UGA basketball remains in need of a galvanizer

It isn’t that Georgia hasn’t hired competent basketball coaches. Hugh Durham knew his X’s and O’s. Tubby Smith is one of the best in the business. For all his foibles, Jim Harrick could oversee an offense. Even Dennis Felton, fired 10 months after an astonishing SEC tournament championship, was a good basketball man, and most basketball men hold Mark Fox, the incumbent, in high regard.

Georgia basketball, however, requires more than a coach. It requires a salesman. It has long lacked the galvanizer who will do as Ray Mears did at Tennessee in the early 1960s and Dale Brown did at LSU in the late ’70s.

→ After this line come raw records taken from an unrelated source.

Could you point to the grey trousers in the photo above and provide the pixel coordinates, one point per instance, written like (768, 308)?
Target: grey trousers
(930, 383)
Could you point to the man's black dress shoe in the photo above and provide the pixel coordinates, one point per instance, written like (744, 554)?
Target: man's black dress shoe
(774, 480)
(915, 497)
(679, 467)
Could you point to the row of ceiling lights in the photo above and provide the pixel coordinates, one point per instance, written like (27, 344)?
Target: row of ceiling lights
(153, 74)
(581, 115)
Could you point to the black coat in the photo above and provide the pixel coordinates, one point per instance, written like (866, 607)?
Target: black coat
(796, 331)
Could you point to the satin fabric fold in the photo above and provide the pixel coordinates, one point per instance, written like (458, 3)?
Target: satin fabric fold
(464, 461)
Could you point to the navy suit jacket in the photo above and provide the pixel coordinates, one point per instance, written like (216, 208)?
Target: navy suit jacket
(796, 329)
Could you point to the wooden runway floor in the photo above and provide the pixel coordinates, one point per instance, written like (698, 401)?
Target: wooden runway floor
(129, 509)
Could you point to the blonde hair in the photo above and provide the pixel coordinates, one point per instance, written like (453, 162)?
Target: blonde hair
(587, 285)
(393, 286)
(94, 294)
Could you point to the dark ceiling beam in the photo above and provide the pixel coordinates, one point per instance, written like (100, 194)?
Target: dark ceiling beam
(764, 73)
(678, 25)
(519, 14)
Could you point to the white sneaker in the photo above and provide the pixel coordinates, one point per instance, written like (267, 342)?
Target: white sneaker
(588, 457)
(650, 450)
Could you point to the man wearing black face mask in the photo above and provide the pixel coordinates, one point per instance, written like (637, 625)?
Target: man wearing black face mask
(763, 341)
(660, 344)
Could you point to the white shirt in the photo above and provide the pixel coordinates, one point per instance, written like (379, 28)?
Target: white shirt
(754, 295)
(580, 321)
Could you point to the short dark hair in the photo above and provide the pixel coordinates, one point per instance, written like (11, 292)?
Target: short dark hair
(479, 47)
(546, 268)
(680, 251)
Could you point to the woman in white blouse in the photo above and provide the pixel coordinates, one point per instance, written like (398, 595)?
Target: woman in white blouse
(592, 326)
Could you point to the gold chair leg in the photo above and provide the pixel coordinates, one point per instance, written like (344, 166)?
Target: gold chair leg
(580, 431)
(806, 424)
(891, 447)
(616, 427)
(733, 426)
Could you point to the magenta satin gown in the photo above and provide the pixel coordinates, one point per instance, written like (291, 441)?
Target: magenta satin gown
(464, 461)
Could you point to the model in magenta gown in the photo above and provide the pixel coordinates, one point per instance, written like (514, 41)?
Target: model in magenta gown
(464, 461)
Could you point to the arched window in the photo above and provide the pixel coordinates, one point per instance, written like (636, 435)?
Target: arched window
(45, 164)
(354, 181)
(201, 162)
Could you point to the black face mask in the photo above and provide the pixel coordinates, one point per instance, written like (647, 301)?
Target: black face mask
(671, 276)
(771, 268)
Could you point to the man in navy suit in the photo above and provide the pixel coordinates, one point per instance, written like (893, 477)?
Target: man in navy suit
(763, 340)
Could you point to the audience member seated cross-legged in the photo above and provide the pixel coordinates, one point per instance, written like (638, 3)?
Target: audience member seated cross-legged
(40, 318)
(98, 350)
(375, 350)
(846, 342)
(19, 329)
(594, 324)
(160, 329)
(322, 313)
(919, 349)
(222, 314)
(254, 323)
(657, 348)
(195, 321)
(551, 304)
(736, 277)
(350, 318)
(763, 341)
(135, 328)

Mears rebranded an entire state “Big Orange Country” and found a dribbling unicyclist to lead his Volunteers onto the court and, not incidentally, coached well enough to beat Kentucky on a regular basis. Brown traveled around handing out purple-and-gold nets to be affixed to whatever hoop he could find in the parishes of Louisiana. Neither man was cowed by the thought of coaching basketball at a football school.

For every SEC school except Kentucky and perhaps Vanderbilt, it’s not enough just to know your basketball. You have to promote the heck out of basketball just to rise above the ruckus raised by football every day of the year, and football’s roar has grown only louder with time and success.

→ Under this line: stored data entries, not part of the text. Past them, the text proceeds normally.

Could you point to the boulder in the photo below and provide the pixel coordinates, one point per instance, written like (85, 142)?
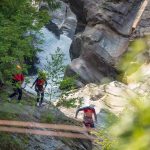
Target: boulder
(96, 50)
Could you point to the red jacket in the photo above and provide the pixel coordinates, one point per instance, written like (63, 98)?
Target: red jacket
(18, 77)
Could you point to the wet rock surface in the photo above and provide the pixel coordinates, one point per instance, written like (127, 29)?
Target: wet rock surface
(97, 49)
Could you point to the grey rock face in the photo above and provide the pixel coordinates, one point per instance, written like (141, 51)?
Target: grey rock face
(96, 51)
(143, 28)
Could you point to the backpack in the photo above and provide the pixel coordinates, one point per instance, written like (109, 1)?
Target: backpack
(18, 77)
(40, 82)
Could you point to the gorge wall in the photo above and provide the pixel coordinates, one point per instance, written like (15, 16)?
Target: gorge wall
(102, 36)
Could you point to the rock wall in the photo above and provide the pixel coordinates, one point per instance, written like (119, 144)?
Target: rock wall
(96, 50)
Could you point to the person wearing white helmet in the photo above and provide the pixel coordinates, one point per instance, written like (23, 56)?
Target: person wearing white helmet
(89, 111)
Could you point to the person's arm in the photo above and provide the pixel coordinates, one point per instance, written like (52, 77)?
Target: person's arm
(80, 109)
(34, 83)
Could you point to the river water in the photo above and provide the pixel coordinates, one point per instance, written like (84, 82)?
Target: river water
(66, 23)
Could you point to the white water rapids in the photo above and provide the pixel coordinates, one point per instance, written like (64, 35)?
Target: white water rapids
(49, 46)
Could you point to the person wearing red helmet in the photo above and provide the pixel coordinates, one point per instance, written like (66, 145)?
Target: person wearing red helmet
(89, 111)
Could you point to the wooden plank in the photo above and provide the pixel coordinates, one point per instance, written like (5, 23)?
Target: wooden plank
(139, 14)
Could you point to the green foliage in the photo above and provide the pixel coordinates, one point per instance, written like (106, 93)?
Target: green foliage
(47, 118)
(20, 22)
(105, 139)
(9, 142)
(69, 103)
(133, 130)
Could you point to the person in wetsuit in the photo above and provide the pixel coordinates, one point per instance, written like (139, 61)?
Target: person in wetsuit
(89, 111)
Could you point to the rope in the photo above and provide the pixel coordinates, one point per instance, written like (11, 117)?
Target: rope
(4, 127)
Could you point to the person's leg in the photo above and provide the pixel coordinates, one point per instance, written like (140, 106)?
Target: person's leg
(42, 97)
(20, 94)
(38, 96)
(13, 94)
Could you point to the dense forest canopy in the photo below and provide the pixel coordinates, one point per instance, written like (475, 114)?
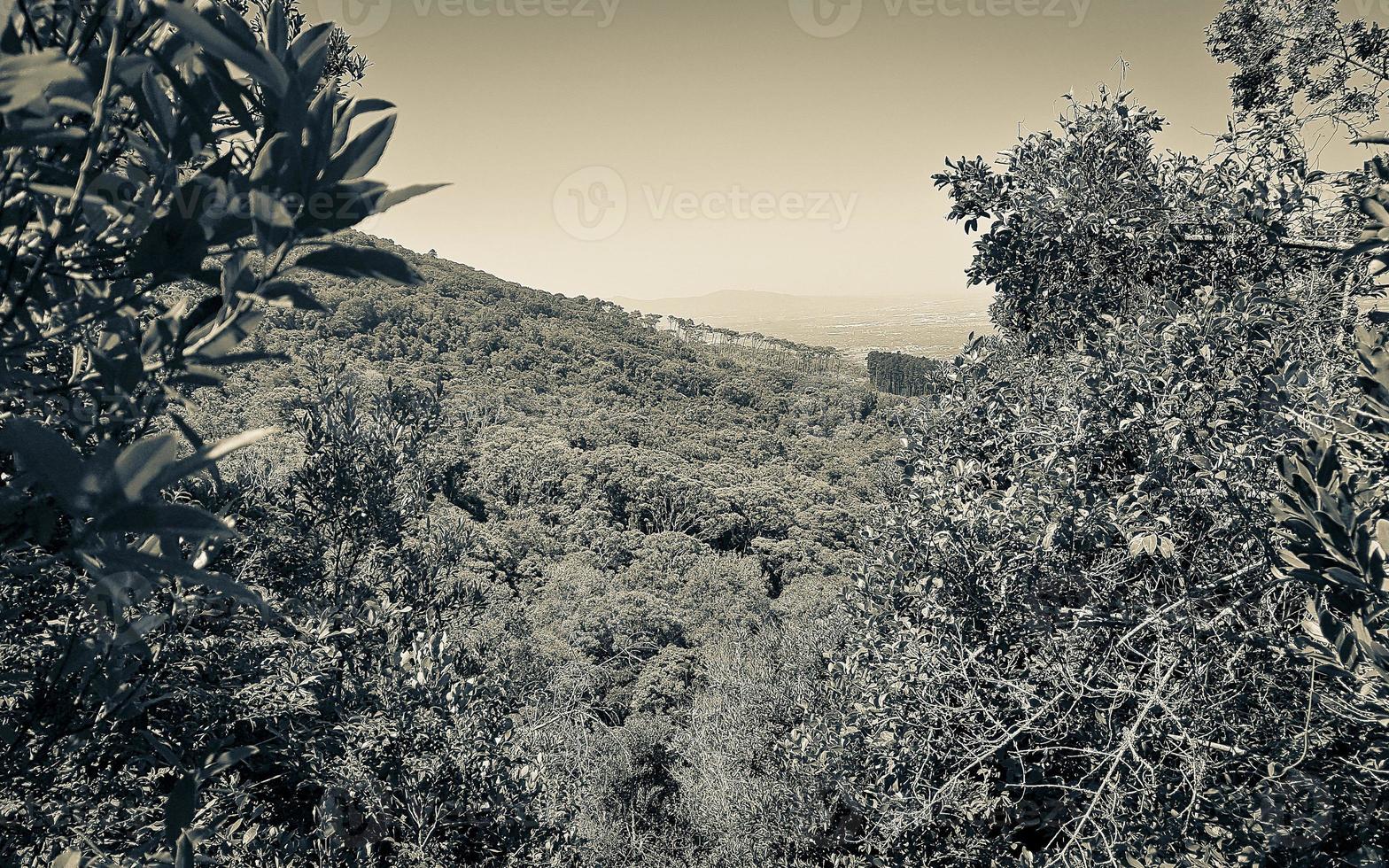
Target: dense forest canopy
(321, 552)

The football roar in Athens is deafening. Georgia fans — meaning Georgia football fans — take perverse delight in looking down their Bulldogs noses at basketball. It’s not quite the same at Florida or Alabama or LSU or Tennessee, where the locals will rally around a good roundball team. But Georgia basketball has been the hardest sell in a league that requires hard selling: After the Bulldogs made an improbable run to the 1983 Final Four in Albuquerque, home attendance dropped the next season.

That might have changed had Smith not left for Kentucky in 1997 after two superb seasons. Perhaps things would have been different had Harrick not recruited Tony Cole. But the reality is that Georgia basketball remains, if not a guilty pleasure, then surely a grudging one. (Though we must concede that the Bulldogs have done well against SEC competition, and that the Ole Miss game of Feb. 15 was a sellout.)

If anyone is apt to put Georgia basketball on the map for the long haul, he’ll need to be a latter-day Mears or Brown. Alas, I’m not sure who that might be.